Our Town Review
by Jim Farrar
American College Theatre Festival 1987
Life in a small town is mainly a series of little dramas. People are born, get married and, eventually, they die.
Along the way there’s laughter, a few tears, and love. A simple mixture of joy and sorrow, the journey between birth and death is simultaneously staid and dynamic.
From Winesburg, Ohio to Lake Woebegone, Minnesota, small town portraits form an archetypal image of American culture.
Thorton Wilder’s Our Town is a part of this canon. For a college theater group – or any theater group, for that matter – producing a play so well known presents a definite risk. People are familiar with the material and they have expectations.
I’m happy to report that Lane Community College’s mounting of Our Town exceeds expectations.

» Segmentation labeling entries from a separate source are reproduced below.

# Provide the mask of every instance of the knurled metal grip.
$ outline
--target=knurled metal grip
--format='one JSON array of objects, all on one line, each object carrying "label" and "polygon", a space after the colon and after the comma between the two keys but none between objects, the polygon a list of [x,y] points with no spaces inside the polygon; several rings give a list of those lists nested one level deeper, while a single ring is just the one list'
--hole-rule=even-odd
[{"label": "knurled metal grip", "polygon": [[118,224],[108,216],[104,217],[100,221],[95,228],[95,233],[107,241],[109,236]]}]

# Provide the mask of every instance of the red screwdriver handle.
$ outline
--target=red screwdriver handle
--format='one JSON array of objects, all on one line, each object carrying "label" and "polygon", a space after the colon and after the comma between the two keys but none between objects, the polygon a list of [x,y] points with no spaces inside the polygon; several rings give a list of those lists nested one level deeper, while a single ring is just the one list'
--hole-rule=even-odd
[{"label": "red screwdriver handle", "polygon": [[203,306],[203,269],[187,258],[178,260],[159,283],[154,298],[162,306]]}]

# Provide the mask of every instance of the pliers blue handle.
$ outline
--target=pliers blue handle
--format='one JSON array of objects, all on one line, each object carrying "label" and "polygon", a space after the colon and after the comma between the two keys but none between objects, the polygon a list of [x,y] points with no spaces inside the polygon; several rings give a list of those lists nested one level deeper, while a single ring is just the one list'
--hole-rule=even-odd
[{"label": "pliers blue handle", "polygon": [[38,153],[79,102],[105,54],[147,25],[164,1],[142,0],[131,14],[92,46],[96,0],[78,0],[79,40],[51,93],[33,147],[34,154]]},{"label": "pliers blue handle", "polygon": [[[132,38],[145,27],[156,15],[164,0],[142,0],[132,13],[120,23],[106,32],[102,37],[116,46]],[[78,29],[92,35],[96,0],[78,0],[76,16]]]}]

Director Patrick Torelle’s production is a paragon of teamwork. Cast and crew alike work together like the Boston Celtics running a fast break. From the simple handbill of a program that each member of the audience is given as they enter the auditorium, to the Stage Manager’s curtain line, this show is a winner.
Though the entire technical staff makes a superb effort, lighting designer Richard J. Harris deserves a special nod.
Using both light and color change, Harris creates and maintains the proper atmosphere throughout the play, always augmenting but never dominating the onstage action.
The same can be said of Judith Harrison’s costumes. They place the production in its proper historical context (1901-1913) and, like the lighting, they support without overwhelming.
Our Town is marked by strong performances by the entire cast, an admirable achievement considering its size.
Many of the actors have adopted New England accents. They draw out their vowels and they bear down on their consonants, and even when their dialects become caricatures they still add a colloquial flavor to the show that is appealing. Richard Ellis may go over the top a bit with his character, Howie Newsome, making him sound more like Walter Brennan than a turn-of-the-century New Englander, but, what the hey, that’s just quibbling. The performance still works.
In fact, all of the performances work quite well. Though I did see one of the actors exit through an imaginary door without opening it first, pantomime coach Judith Robers has trained her charges carefully. The mimes are all executed smoothly and believably; we never really notice that there aren’t any props.
Though there are too many fine performances to mention all, several stand out. As the Stage Manager, Norman Fox is an excellent guide through Grover’s Corners. Tall and lanky and casual, he speaks with a voice that betrays no sense of hurry as he ambles around the stage at a “folksy” pace. Almost immediately we warm up to this man.
As the young sweethearts George and Emily, Jeff Bull and Heather Telfer are both amazed and just a little bit frightened by one another, and at the prospect of being adults and of living their lives.
What we get, ultimately, from this production is a time capsule. Even more than that, however, we realize that the passage of years changes only the outward circumstances of our lives. Certain truths will always remain. As Mrs. Soames remarks in the final act, “My, wasn’t life awful. And wonderful.”